Birincisi ve önemlisi Platon kuralıdır. M.Ö 4. yüzyılda yaşamış Platon, arkadaş ve dostlarınız ile siyaset yapmayınız. Arkadaşlarınızdan olursunuz diyordu. 2400 yıldan beri fazla bir şey değişmedi. Yazılarım bir parça iktidara yakın olduğu zaman, en azından 5 arkadaşımı kaybediyorum. Ancak doğrulardan sapmak prensibim değil.
İkincisi ise, siyasilerin tutum ve davranışlarıdır. İktidar, çıkarına olan doğruları abartıyor. Kendisini vazgeçilmez addediyor. İktidarın yanlışlarını sürekli dile getiriyorum. Kanal İstanbulun kaynak israfı yaratacağını, iktidarın sermaye güvenlik bölgesi kuramadığını, ülkenin orta gelir tuzağına yakalandığını, işsizlik, bütçe açığı ve cari açık gibi problemlerde, meydana gelen yanlışlıkları dile getiriyorum. Yargı bağımsızlığına değiniyorum. Sosyal devlet ilkelerinin kötüye kullanıldığını yazıyorum. İmamların haksız maaş aldıkalarını defalarca dile getirdim. İmam hatip mekteplerinin, iş bilgisinden yoksun amele ürettiklerini yazdım.

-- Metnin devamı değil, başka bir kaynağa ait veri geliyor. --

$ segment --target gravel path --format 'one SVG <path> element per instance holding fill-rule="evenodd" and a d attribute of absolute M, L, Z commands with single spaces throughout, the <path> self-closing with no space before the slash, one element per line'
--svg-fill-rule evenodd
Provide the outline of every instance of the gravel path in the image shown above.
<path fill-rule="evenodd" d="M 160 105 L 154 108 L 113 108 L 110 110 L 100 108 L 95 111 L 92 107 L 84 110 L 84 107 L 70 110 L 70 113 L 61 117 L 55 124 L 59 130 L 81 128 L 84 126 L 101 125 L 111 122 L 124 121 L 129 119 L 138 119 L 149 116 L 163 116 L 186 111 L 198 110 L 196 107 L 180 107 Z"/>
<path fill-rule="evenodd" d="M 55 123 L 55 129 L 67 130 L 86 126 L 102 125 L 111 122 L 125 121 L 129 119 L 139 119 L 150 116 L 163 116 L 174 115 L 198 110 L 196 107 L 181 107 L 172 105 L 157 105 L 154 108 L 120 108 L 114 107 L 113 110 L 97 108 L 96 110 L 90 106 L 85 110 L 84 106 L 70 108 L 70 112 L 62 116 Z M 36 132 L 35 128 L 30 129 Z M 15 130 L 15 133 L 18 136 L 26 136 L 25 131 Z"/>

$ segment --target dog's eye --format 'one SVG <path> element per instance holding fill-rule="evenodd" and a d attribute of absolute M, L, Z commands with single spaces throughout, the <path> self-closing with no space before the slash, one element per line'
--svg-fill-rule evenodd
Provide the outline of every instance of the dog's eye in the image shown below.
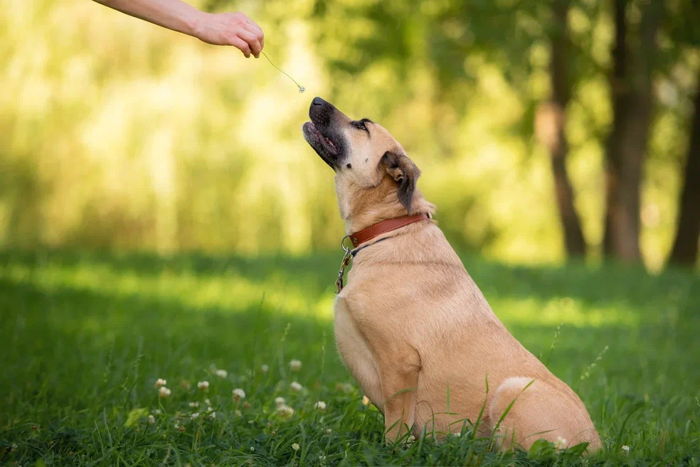
<path fill-rule="evenodd" d="M 367 131 L 367 133 L 369 133 L 369 130 L 367 129 L 367 127 L 365 126 L 365 122 L 369 122 L 369 120 L 368 120 L 367 119 L 362 119 L 361 120 L 357 120 L 356 122 L 352 122 L 352 126 L 356 128 L 357 129 L 364 130 L 365 131 Z"/>

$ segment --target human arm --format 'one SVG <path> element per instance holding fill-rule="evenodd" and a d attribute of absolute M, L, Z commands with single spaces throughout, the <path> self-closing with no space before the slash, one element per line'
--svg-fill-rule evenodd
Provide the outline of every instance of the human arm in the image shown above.
<path fill-rule="evenodd" d="M 95 1 L 209 44 L 233 45 L 246 58 L 260 57 L 265 45 L 262 30 L 243 13 L 205 13 L 181 0 Z"/>

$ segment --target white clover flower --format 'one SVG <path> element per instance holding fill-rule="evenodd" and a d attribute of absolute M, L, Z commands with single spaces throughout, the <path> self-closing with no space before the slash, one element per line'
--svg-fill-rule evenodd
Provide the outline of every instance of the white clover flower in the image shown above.
<path fill-rule="evenodd" d="M 294 415 L 294 409 L 284 404 L 277 407 L 277 412 L 283 417 L 292 417 Z"/>

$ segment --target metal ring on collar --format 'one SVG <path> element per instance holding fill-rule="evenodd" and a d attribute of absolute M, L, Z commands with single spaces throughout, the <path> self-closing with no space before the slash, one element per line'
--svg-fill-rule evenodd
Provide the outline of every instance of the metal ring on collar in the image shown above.
<path fill-rule="evenodd" d="M 352 242 L 351 242 L 351 247 L 350 248 L 346 248 L 345 247 L 345 240 L 346 240 L 346 239 L 348 239 L 348 238 L 350 238 L 349 234 L 347 235 L 346 235 L 345 237 L 343 237 L 343 240 L 341 240 L 340 241 L 340 246 L 343 249 L 343 251 L 345 252 L 346 253 L 349 253 L 350 252 L 350 250 L 352 248 L 352 245 L 351 245 Z"/>

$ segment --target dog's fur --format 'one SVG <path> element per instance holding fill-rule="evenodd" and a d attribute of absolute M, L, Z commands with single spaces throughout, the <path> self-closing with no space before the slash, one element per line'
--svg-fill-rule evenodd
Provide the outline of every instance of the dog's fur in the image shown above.
<path fill-rule="evenodd" d="M 407 213 L 433 214 L 415 186 L 420 171 L 386 129 L 319 97 L 309 117 L 303 132 L 336 173 L 348 233 Z M 498 428 L 503 448 L 528 449 L 541 438 L 600 446 L 585 406 L 508 332 L 434 221 L 368 245 L 336 300 L 335 335 L 345 364 L 384 414 L 388 441 L 426 425 L 459 432 L 485 407 L 480 434 Z"/>

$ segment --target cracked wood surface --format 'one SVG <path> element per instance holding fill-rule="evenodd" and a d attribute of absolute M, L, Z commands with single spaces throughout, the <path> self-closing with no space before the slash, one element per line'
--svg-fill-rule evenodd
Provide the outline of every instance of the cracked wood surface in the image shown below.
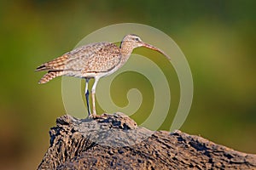
<path fill-rule="evenodd" d="M 38 169 L 256 169 L 256 155 L 180 131 L 153 132 L 122 113 L 62 116 Z"/>

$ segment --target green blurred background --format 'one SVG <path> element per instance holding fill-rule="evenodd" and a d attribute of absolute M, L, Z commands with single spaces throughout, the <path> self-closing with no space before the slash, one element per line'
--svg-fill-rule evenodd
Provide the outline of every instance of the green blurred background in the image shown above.
<path fill-rule="evenodd" d="M 38 85 L 43 73 L 35 73 L 35 68 L 73 49 L 93 31 L 123 22 L 161 30 L 187 57 L 195 94 L 181 130 L 255 154 L 255 7 L 253 0 L 1 1 L 0 168 L 35 169 L 49 146 L 49 128 L 65 114 L 61 79 Z M 168 71 L 166 60 L 156 62 Z M 123 89 L 137 86 L 126 83 L 131 77 L 152 90 L 141 75 L 123 76 L 113 87 L 125 93 L 113 96 L 118 105 L 125 105 Z M 179 90 L 173 82 L 172 97 Z M 154 96 L 153 92 L 142 93 L 149 95 L 145 111 L 145 105 L 152 107 Z M 178 98 L 173 100 L 177 104 Z M 175 106 L 171 110 L 170 115 Z M 172 116 L 161 129 L 168 129 Z"/>

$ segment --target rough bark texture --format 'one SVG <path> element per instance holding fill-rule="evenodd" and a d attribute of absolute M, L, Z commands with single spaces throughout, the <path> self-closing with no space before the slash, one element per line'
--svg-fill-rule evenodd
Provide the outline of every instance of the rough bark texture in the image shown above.
<path fill-rule="evenodd" d="M 38 169 L 256 169 L 256 155 L 180 131 L 152 132 L 122 113 L 56 123 Z"/>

Beni en çok tedirgin eden ve siyasetten uzaklaştıran ise MUHALEFET olmuştur. Muhalefet, ekonomik konularda başarısızlık üzerine siyaset uyguluyor. Başarısızlığı göstermek için kurumların ve ülkenin haysiyeti ile oynamaktan çekinmiyor. Muhalefet, kötümser siyasetin, sermaye akımını ters yönde işleteceğinden haberi dahi yok. Ekonomide güvensiz ortam yaratmayı marifet sanıyor. Ekonomimizin potansiyeli yüksek. Büyüyor. Büyüdüğünü yazdığım zaman, muhalefet rakamlar ile oynandığını söylüyor. Devlete ve kurumlara olan güven kaybını daha da artırıyor.
Son günlerde üzerinde durulan konunun başında MEKREZ BANKASI SWAP mekanizması var. Herkesin bu konuyu anlaması ve sonuç çıkarması beklenemez. Ancak, uzman seviyesindekilerin konu hakkındaki cehaleti insanı ürkütüyor. Bunlar mı devleti idare edecek şüphesi doğuyor. Siyasetten, beni tamamen soğutuyor.
Bir kere, merkez bankasında hiç bir zaman 129 milyar dolar satılabilir rezerv para birikemedi. Rezerv olarak ifade edilen paralar merkez bankasında duruyor. Merkez bankası bilançosu ile rezervleri ilişkilendirmek suretiyle negatif rezerv çıkarmak tamamen ABESLE İŞTİGAL. Zira, rezervlerin yüzde doksanı emanet paralar. Merkez bankası emanet paraları kullanamaz. Hükümet de kullanamaz. Rezerv olarak söylenen paraların büyük çoğunluğunun sahibi, mevduat sahibi halk.
Neden spekülasyon yapılıyor. Yapılma nedeni, bankanın iç piyasa swaplarından kaynaklanıyor. İç piyasa swap yoluyla bankalardan dolar borçlanan ve karşılığında TL verilen işlemleri, dolar cinsinden hesap etmek suretiyle böyle negatif bir sonuç çıkarmak mümkün. Ancak, swaplar karşılığında merkez bankasının iç piyasadaki bankalara TL verdiği unutuluyor. Vadesi geldiğinide alacak-borç takası yapılacak ve negatiflik ortadan kalkacak. Muhalefetin tamamı bu durumu göz ardı ediyor.
Neden böyle bir sonuç yaratıldı sorusuna cevap aşağıya çıkarılmıştır.
Merkez bankası iç piyasadan bankalar ile swap yaparken, bankalara emanet TL veriyor, karşılığında dolar borçlanıyor. Vade sonunda dolar kuru üzerinden alacak ve borç mahsup ediliyor. Kur yükselirse, dolar alacaklı olan kazanıyor. Kur düşer ise dolar borç veren zarar ediyor. Merkez Bankası kuru düşürmek istediği zaman, başkanı görevden aldılar. Nedeni de bu idi. Zira, önceki dönemde swap yoluyla para kazanan bankalar, kur düşmesi karşısında zararı görünce isyan ettiler. Olan başkana oldu.
Sistemin işleyişini neden merkez bankası fark etmedi sorusu beni hep rahatsız etmiştir. Zira, merkez bankası iç piyasadan borç aldığı ve karşılığında TL verdiği doları iç piyasada sattı. Elinde TL olan banka, satılan doları satın aldı ve tekrar merkez bankasına swap yoluyla borç verdi. Aynı birim dolar iki kere kullanıldı. O hale geldi ki, aynı birim dolar yüzlerce kez kullanılır oldu. Ortaya anormal bir rakam çıktı.
Bu durumda, bankaların haksız kazanç elde ettiği anlaşılıyor. Siyasilerin neden aynı birim doları tekrar tekrar borç aldın sorusunu sormak yerine, para kayboldu propagandası yapması son derece anlamsız. Fakat, halk nezdinde ve dünyada Türkiyeyi güvensiz ülke konumuna getirmeye yetiyor.